Intel's New 2.4GHz Pentium 4 Northwood
200MHz more, like a walk in the park

By, Dave Altavilla
April 2, 2002

 
You've got to hand it to the folks at MadOnion.  They have a full complement of extremely user friendly and meaningful benchmarks, for all aspects of systems performance.  From the omnipotent, 3DMark 2001SE to their great new PCMark2002 test that we've decided to incorporate in all of our future motherboard and CPU reviews, they put out great benchmark software.

MadOnion Benchmarks
A full suite of testing - 3DMark 2001SE, Video 2000 and PCMark 2002

We are still testing and learning about this next new benchmark from MadOnion.  We've only been using it in the lab for a couple of weeks now but it certainly has a slick interface that produces repeatable, consistent results.  Before we dive in to the numbers, first some notes on PCMark 2002 and it's CPU test...

An important issue in CPU benchmarking is the choice of compiler. PCMark2002 includes CPU test compilations of both the MS Visual C++ default compiler, and the Intel C++ Compiler. There is one Intel compilation optimized for CPUs with SSE support and one optimized for SSE2 support. Some tests are compiled faster with the default compiler, while others get better results with the Intel Compiler. PCMark2002 therefore uses the optimal compilations for Intel CPUs supporting SSE, Intel CPUs supporting SSE2, and AMD CPUs supporting SSE. All other CPUs will run all tests compiled with the default compiler.

This test performs the following benchmarks:

  • JPEG decompression
  • Zlib compression & decompression
  • Text search
  • MP3 Audio Conversion
  • 3D Vector Calculation

The overall CPU score is calculated from the results of tests described above according to the formula:
CPU Score =  { JPEG Decompression*60,6 + (FileCompression*153,8 + FileDecompression*12,4)/2 + TextSearch*4,9 + AudioConversion*11,1 + 3DVectorCalculation* 16,7 }

This formula has been obtained by separately fixing the individual results on multiple manufacturers' high-end systems to a reference point.

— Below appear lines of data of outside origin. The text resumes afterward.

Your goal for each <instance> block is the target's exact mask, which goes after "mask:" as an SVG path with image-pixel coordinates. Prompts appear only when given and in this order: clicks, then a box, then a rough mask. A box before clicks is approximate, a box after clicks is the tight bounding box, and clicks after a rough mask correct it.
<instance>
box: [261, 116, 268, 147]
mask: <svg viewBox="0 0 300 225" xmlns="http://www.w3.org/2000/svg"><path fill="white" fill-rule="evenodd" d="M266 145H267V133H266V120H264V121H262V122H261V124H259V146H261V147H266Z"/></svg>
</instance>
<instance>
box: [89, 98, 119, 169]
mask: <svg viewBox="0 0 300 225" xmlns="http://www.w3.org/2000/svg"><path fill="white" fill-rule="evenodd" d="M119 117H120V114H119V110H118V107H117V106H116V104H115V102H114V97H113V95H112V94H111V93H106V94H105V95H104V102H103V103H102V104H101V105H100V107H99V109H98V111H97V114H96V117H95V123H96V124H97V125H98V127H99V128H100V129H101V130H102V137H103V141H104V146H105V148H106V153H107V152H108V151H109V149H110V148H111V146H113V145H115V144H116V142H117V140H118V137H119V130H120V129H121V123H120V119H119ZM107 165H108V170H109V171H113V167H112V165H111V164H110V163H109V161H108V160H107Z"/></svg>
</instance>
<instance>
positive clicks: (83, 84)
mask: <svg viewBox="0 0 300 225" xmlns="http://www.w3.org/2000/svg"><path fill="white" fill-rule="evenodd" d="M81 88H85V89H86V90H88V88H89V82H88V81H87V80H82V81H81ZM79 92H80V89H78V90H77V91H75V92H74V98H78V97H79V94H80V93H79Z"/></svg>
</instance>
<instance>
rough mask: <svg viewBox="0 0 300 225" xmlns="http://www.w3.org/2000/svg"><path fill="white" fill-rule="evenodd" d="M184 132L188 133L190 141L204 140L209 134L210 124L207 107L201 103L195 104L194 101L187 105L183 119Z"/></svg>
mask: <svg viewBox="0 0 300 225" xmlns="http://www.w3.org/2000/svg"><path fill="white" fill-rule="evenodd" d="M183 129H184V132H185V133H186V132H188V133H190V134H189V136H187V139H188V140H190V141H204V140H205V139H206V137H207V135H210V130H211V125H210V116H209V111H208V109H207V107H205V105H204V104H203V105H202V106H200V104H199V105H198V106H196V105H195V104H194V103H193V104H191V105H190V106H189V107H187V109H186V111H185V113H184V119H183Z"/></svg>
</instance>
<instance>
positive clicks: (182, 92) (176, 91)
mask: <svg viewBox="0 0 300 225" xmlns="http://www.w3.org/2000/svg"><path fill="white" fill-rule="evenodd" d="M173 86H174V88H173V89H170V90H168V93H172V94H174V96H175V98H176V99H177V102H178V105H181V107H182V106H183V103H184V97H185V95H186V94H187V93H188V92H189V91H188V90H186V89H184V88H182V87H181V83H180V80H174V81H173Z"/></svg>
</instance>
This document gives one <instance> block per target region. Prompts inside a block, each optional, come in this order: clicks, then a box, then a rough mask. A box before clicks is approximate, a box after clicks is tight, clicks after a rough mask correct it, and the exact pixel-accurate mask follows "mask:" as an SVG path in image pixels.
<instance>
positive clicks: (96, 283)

The final weighting (multipliers) have then been averaged from the individual weightings.

We decided to include some overclocked scores in this test as well.  Remember, the system memory is also heavily overclocked at the 2.95GHz clock speed.  What is more important is that the 2.4GHz Pentium 4 Northwood, at default clock speed, has a clear and definitive lead in this test.  Also, note the comment section above, where it states that this test is optimized for best performance on the Intel C++ compiler in certain areas of the benchmark.  Perhaps this is a hint of things to come, as the Pentium 4 platform matures and more optimizations of software compilations are based on the current Intel C++ compiler.

Video 2000 MPEG 2 Encode:

Narrowing our focus down to something more specific, we have MadOnion's Video 2000 Mark with it's MPEG 2 Encode Processor test.

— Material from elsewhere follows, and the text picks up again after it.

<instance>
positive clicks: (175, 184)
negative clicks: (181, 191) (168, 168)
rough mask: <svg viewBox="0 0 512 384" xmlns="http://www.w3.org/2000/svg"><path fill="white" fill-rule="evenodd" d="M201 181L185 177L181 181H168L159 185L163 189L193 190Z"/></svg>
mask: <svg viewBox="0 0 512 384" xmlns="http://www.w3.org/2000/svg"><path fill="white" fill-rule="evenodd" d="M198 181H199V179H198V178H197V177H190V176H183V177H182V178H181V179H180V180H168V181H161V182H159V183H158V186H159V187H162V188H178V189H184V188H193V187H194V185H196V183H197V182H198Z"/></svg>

All processor are within a few percentage points of each other in this test.  A 1-2% variance is nothing to get overly excited about.  This test is obviously beginning to show its age.

3DMark 2001SE:

Let's look at some more mainstream numbers here with MadOnion's 3DMark 2001SE.

 

Once again, we decided to toss in the 2.95GHz scores on this test, since it is such a widely used and excepted benchmark for many of our readers.  Here you can garner what the future has in store for the Pentium 4, at close to 3GHz clock speeds.  Also, keep in mind that this test was performed with a GeForce3 Ti 500 card at 1024X768 resolution and 32 bit color.  The 2.4GHz Pentium 4 Northwood bests the Athlon 2100+ by a comfortable margin here and at 2.95GHz, a gap of almost 1000 3DMarks is displayed.  It is important to note however that AMD's "performance rating" number for the Athlon XP 2100+ is fairly accurate and conservative, especially in light of this test.